Laura Riboli’s art practice is a continual investigation of spatial relationships between geometry and the body, registering as theoretical musings on the ideal and the actual, grounded solidly in Modernist speculation. Her video work combines stop-motion with real-time film footage, sculpting out the iconographies that occupy her films with lithe gymnasts, dexterous hands grasping peculiar quadrilaterals, metamorphic aluminum-foil ziggurats and steles, perfect spherical shapes, hula hoops and white rubber balls—all composing the visual language that constitutes Riboli’s lean and highly specific body of work.

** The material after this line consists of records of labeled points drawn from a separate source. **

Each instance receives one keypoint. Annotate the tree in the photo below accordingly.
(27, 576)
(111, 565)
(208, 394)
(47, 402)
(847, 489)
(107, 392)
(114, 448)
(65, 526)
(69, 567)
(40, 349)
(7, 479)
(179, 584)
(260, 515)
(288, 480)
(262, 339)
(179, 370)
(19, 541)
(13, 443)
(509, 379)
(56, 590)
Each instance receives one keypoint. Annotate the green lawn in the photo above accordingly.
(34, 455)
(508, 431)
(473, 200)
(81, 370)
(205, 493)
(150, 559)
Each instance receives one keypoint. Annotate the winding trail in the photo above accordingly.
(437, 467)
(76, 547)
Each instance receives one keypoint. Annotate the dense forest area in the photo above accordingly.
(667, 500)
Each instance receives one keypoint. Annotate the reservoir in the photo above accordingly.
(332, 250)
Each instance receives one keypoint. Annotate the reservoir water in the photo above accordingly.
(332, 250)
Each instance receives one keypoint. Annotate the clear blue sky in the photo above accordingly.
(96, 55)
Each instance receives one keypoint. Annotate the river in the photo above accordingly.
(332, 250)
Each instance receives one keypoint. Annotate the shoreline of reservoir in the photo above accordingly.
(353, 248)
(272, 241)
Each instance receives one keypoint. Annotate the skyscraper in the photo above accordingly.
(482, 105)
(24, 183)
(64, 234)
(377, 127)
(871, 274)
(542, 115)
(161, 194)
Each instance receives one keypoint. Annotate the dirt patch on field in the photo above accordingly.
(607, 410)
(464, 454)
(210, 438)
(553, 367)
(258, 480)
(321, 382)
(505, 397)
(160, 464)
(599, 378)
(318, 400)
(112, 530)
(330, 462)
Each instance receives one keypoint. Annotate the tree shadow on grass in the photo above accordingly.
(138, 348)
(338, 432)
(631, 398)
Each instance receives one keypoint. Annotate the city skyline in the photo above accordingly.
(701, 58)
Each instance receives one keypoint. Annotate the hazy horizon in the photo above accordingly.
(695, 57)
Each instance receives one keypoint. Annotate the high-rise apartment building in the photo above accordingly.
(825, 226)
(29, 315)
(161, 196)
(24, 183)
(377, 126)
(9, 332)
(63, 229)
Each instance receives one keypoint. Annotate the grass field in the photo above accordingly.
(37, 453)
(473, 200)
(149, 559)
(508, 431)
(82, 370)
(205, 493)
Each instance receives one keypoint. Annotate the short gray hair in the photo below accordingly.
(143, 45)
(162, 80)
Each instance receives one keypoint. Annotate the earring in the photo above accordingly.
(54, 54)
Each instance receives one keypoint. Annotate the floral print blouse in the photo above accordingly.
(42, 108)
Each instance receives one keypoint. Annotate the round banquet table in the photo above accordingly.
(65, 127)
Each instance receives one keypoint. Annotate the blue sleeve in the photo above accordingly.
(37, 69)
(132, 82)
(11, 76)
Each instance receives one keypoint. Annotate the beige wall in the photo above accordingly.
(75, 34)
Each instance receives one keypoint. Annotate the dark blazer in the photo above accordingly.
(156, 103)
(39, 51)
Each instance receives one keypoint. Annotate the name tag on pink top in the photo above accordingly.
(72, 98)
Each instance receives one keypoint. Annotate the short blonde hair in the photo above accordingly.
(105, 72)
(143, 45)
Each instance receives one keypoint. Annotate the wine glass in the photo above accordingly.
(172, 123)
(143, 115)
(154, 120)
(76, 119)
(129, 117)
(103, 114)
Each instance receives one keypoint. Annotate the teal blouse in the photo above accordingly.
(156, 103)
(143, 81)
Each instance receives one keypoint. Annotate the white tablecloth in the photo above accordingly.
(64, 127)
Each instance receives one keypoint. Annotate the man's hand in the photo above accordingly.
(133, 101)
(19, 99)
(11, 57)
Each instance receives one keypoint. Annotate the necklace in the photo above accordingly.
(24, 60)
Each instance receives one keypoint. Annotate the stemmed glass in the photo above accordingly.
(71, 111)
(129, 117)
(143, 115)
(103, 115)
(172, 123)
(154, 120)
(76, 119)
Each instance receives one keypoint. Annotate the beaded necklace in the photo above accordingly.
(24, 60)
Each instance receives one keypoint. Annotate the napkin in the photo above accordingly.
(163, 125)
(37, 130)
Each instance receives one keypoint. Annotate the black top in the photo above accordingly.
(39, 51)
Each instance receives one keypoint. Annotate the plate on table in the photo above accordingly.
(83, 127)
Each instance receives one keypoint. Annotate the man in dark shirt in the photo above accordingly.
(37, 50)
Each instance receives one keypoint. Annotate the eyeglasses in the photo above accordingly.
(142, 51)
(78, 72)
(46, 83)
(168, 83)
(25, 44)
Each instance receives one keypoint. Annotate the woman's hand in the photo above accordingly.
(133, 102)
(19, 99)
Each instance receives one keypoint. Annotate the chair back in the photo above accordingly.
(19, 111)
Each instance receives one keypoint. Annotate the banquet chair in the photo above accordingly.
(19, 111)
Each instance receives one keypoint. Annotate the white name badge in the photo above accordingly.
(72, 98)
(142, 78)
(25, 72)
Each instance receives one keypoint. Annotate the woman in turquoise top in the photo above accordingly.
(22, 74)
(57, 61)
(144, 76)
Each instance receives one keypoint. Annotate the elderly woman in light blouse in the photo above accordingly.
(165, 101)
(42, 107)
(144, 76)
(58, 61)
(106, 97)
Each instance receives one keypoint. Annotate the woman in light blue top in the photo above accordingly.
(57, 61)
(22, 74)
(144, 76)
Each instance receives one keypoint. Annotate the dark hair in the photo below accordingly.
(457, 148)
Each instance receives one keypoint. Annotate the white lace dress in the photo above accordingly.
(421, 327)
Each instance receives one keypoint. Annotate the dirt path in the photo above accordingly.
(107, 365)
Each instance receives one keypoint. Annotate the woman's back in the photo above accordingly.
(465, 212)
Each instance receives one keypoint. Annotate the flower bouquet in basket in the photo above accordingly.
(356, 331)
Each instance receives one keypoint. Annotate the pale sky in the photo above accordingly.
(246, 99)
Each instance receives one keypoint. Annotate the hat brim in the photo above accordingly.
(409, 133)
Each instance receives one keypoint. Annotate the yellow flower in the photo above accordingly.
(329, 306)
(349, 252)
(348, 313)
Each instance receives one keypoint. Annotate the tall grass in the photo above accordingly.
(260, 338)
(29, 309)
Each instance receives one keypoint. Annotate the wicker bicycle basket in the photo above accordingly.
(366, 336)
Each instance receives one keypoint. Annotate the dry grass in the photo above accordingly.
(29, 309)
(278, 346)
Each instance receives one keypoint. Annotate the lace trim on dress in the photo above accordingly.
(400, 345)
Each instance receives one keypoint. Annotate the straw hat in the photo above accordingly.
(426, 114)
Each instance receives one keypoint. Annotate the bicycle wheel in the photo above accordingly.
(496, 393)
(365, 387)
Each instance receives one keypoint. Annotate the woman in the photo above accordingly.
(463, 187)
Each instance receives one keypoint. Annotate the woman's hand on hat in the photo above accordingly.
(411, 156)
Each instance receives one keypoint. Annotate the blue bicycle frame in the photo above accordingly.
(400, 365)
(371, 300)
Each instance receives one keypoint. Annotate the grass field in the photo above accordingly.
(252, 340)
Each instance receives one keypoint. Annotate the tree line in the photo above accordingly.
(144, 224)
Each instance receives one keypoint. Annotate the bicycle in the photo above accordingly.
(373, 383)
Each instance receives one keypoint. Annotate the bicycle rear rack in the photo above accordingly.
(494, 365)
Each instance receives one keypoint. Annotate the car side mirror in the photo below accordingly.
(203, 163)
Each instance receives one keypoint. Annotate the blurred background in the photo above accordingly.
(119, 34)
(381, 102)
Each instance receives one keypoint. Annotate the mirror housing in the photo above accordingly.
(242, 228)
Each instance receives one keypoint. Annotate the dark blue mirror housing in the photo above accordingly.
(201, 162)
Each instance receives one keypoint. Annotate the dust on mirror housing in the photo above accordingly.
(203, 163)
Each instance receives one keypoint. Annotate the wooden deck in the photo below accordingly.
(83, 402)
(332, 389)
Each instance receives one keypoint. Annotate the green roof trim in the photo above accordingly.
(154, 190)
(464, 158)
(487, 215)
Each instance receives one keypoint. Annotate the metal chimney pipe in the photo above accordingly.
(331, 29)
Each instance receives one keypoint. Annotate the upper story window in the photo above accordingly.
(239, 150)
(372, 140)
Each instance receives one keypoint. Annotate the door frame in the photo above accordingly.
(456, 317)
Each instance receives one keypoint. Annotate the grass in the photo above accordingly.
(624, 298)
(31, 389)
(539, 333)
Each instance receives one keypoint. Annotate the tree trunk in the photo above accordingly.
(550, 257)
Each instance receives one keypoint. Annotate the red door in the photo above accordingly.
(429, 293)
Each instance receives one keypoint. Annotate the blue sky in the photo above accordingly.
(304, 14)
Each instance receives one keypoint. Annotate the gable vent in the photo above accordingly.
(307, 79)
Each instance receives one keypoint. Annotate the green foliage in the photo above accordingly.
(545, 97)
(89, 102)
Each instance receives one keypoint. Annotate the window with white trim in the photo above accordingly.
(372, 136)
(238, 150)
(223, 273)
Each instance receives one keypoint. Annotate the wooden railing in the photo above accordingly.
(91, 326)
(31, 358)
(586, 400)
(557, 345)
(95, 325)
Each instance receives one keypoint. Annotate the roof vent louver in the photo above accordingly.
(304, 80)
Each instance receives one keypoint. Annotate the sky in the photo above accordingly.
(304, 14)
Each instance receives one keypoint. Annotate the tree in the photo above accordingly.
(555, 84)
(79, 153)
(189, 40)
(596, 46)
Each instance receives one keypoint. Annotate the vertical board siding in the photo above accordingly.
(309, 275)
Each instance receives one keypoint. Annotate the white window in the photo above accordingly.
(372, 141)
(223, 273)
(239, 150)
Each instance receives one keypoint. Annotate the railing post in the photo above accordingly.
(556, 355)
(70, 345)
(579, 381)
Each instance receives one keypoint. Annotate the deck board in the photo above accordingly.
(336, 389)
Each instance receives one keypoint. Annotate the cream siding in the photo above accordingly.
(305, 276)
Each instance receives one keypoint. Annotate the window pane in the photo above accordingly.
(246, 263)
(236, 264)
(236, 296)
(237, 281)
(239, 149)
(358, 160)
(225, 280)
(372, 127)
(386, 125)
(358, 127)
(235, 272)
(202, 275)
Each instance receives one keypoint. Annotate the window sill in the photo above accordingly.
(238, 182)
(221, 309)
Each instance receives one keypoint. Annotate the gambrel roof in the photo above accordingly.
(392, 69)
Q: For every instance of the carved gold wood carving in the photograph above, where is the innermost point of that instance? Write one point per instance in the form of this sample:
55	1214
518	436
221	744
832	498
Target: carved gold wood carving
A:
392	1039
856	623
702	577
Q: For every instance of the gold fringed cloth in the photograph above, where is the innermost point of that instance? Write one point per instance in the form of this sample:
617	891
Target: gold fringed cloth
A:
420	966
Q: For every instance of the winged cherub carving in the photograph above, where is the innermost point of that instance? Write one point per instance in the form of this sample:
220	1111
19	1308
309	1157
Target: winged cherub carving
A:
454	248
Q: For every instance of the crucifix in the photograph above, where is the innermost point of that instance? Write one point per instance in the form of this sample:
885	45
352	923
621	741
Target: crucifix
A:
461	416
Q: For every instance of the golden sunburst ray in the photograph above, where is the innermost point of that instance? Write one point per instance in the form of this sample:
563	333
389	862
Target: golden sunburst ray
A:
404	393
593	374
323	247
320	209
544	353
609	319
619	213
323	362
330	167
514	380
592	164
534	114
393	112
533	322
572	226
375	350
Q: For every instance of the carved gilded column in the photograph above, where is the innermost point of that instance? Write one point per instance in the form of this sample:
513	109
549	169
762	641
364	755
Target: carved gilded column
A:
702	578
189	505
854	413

In The Front Room, Riboli premieres her newest video work, Screens, slices (2010), in which various objects play within the confines of a small cubed space. Manipulating shapes in stop motion, she animates a series of black paper forms that accumulate, flatten, grow, and crawl through the white room. Between our vision of actual space, digital space, and the projection of the video itself, Riboli ultimately collapses all three, stirring our imagination of a form’s anthropomorphic occupation of space.
Riboli also presents a second suite of works, Rolls, tosses, rotations (ball) (2009) and Rolls, Passages, Rotations, Walkovers (hoop) (2009), in which Riboli places her animated objects into real-time relationships with the bodies that manipulate them. Using a pearlescent ball and hoop respectively, a lone figure, dressed in a simple grey leotard, interacts with these objects in a series of gymnastic movements that demarcate the figure’s form and the contours of the object itself.
Laura Riboli was born in Los Angeles in 1973, and she lives and works in Los Angeles. She has recently presented solo exhibitions at Wallspace New York, and Redling Fine Art; Los Angeles; and she has presented her work in group exhibitions at the Armory Center for the Arts, Pasadena, California; and LACMA West, Los Angeles.